Agile ERP Implementation

Agile_150The main promise of the Agile Implementation Methodology is to avoid pitfalls and problems associated with waterfall implementations. Let’s analyze what the main problems with classical implementation process are. According to our research and experience four main reasons for ERP system implementation failure are:

• Failure to manage scope and cost
• Undefined and/or untested business requirements and workflows
• A budget and implementation plan that was not grounded in reality
• Lack of management involvement in the implementation process

Following diagram shows the steps for an Agile System Implementation:

 Agile Implementation

The ERP system implementation is divided into very short (2 week or less) iterations (ending with delivery of finished product) that provide incremental value to the project. First iteration consists of setting up standard system with customer data and “Key User” training. “Key Users” are trained based on the high level processes that have been defined during “Agile System Selection” and its main goal is to define GAP’s in the functionality that will be logged initially into the project WISH list.  At the end of the each iteration the WISH list will be reviewed and a “Critical Task List” will be created. Only “Critical Tasks” with highest priority will be scheduled for the next iteration. The amount of tasks scheduled for next release will be limited by resource requirements to guarantee a short iteration cycle. Only completely defined tasks will be assigned for the next release. Other tasks will be delayed and defined during process analysis workshops that will be scheduled during the next iteration in development. This approach allows us to manage the scope by concentrating  on the critical tasks only while allowing the project team to define processes and functionality that need additional clarification.    
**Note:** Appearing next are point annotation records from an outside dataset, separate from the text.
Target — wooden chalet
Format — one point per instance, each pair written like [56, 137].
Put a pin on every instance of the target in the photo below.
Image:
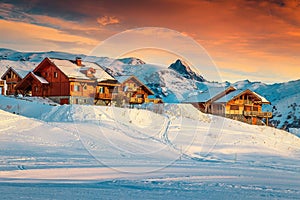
[245, 106]
[68, 82]
[133, 91]
[12, 77]
[2, 87]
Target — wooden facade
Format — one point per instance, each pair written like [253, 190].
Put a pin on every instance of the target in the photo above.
[133, 91]
[49, 80]
[12, 78]
[245, 106]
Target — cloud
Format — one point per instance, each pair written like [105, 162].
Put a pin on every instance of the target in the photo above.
[22, 36]
[107, 20]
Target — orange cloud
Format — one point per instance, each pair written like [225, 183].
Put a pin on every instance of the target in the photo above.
[107, 20]
[42, 38]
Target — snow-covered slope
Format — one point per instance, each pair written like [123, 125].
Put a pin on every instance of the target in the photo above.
[175, 83]
[182, 68]
[284, 98]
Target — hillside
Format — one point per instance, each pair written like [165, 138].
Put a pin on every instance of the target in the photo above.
[176, 82]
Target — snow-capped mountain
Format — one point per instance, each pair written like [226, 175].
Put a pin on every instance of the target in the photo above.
[182, 68]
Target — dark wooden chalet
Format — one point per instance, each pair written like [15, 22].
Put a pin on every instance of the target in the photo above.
[132, 90]
[67, 81]
[12, 77]
[242, 105]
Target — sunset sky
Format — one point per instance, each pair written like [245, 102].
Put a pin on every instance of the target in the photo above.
[257, 40]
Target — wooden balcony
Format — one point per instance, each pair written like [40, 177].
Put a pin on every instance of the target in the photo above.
[135, 100]
[258, 114]
[105, 96]
[12, 80]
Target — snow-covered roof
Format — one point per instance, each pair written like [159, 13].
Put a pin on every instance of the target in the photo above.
[20, 72]
[72, 70]
[41, 79]
[122, 79]
[263, 99]
[236, 93]
[229, 96]
[205, 95]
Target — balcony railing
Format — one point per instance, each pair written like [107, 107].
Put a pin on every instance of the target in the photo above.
[257, 114]
[136, 100]
[104, 96]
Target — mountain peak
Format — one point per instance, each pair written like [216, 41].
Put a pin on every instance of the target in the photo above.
[132, 61]
[184, 69]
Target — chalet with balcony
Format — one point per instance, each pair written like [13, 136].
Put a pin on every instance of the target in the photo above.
[242, 105]
[68, 82]
[132, 91]
[12, 77]
[2, 87]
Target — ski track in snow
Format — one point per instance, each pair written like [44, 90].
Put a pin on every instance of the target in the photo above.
[57, 155]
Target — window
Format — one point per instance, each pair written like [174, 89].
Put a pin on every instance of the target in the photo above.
[76, 88]
[234, 107]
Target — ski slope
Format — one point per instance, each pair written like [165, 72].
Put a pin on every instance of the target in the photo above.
[88, 152]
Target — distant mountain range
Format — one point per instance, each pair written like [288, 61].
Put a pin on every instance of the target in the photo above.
[176, 82]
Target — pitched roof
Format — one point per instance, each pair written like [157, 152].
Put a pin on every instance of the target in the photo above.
[237, 93]
[39, 78]
[20, 72]
[72, 70]
[122, 79]
[208, 94]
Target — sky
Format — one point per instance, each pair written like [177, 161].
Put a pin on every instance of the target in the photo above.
[257, 40]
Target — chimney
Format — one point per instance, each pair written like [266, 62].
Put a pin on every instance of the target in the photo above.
[78, 61]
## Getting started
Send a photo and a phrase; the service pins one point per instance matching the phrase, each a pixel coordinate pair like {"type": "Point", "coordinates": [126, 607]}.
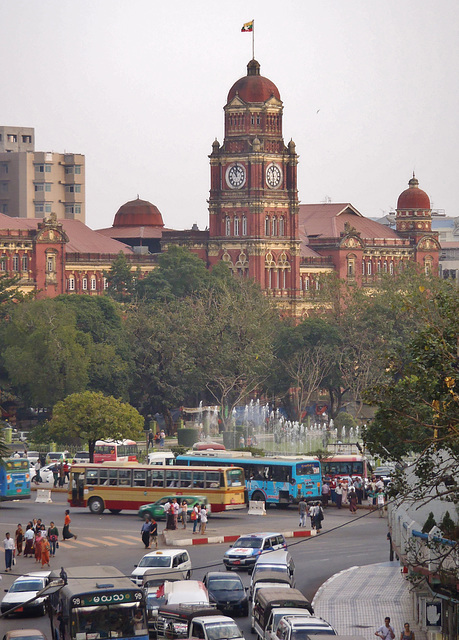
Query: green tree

Let’s see how agile methodology addresses problems from waterfall methodology:

Failure to manage scope and cost - efficient scope management is the base of the agile methodology. Each iteration focuses only on the CRITICAL tasks that add maximum value to the project. The short iteration cycle guarantees that, if a mistake is made or changes occurred in the business environment, corrective action can be taken quickly and with minimal losses for the project. The most important concept of the Agile Implementation is CRITICAL task. A task is considered to be critical if the ERP system cannot go live without its completion due to regulations or resource restrictions.  Agile Implementation is based on the assumption that functionality and benefits of the base system that has been selected are justifying the cost of the implementation and the loss of any NON-CRITICAL functions that exist in the current system is acceptable. Any additional functions that lead to time savings or operational improvement are considered as incremental value and will be realized during “Agile Continued Improvement” phase.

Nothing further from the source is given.